Book Review: Command and Control by Eric Schlosser
If you are following our CBRN Operations posts over the last week or so, fear not, more is on the way. In the interim, we wanted to inaugurate a new feature - Book Reviews. We are editing our comprehensive CBRN Annotated Bibliography now, and hope to get it up soon as well, but in the interim, CBRNPro.net will post the occasional book review or excerpt from the bibliography.
I have to say that this book is not nearly as good as some of its more breathless reviews imply. There is no doubt that Schlosser has done his homework, and what he really excels at is telling the stories of a number of major U.S. nuclear weapons incidents and accidents during the Cold War, many for the first time in publication. Where he fails is in attempting to break those stories up into a narrative that encompasses the larger history of the U.S. nuclear weapons program and the Cold War. Here his homework and admitted lack of previous extensive knowledge is a real hinderance He makes several errors, key among them attributing the "revolt of the admirals" to control over nuclear weapons with nary a mention of the Truman administration's attempt at defense and national security reform so eloquently covered by Amy Zegert in Flawed by Design. This is a good book, especially for the uninitiated, but not nearly as thorough as the more solid work of Richard Rhodes. Nor is it all inclusive, as it only covers the U.S. side, for the obvious reason that Schlosser limited his scope to the US where information was freely available on nuclear weapons incidents.
Schlosser's book cannot, and should not be read alone, but deserves to be read along with any number of works covering the U.S. nuclear weapons program (and Cold War history) that provide greater depth and understanding. The book is also about deployed nuclear weapons, not the broader program that built them, which has its own tales of major incidents from Oak Ridge to Idaho Falls. Where this book excels is in its story telling, based on oral history interviews and solid research. Where it fails is breaking those stories up with numerous side jaunts into Cold War history that are severely lacking. As you start to read the narratives of an incident, the reader is drawn in - especially a reader with knowledge of nuclear weapons. Then, suddenly, Schlosser will veer into a digression on Cold War history that will leave that same reader shaking their head. The book is almost episodic, like an old movie serial, with chapters ending in cliff hangers, segueing into boring, inaccurate documentaries, before returning to the main characters and stories. It is a jarring and frustrating style that the knowledgeable reader will find especially troublesome as so many of those side jaunts are hopelessly flawed.

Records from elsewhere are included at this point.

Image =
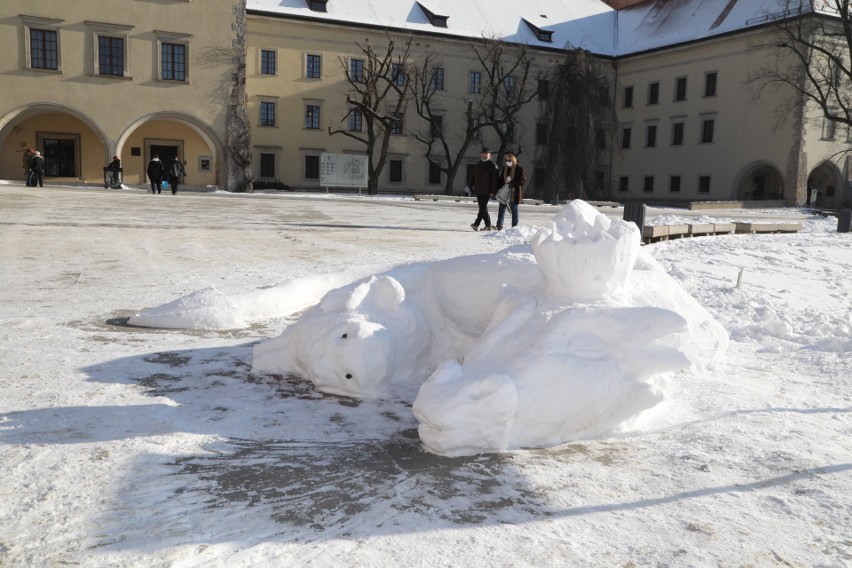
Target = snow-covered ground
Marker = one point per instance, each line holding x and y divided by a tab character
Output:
126	446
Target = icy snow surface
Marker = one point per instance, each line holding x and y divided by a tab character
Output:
130	446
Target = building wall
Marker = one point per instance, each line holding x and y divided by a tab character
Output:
106	113
290	142
756	152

The original work on the incidents Schlosser covers is outstand, but the format and his lack of depth in areas outside the incident specifics, is troubling. The incident narratives are based on solid research and interviews with surviving participants. It gets those details right, but lacks the nuance and depth of understanding necessary to portray the bigger picture and support the broader narrative. In that it is really two books, one superb, and one not quite ready for prime time. Splitting the difference it is worth the read, but don't take it all as gospel when he branches out more broadly. This book is best read after Rhodes two excellent works on the American and Russian programs, Robert Norris's outstanding work on Leslie Groves, and any of the outstanding Cold War histories on the American and Soviet Nuclear Arms race and arsenals (all of which will be the subject of future reviews). Schlosser never really gets the bigger picture right, so an informed reader might enjoy the strategy of skipping those parts and focusing on the incident specifics, which Schlosser relates in a compelling narrative that could easily stand on its own.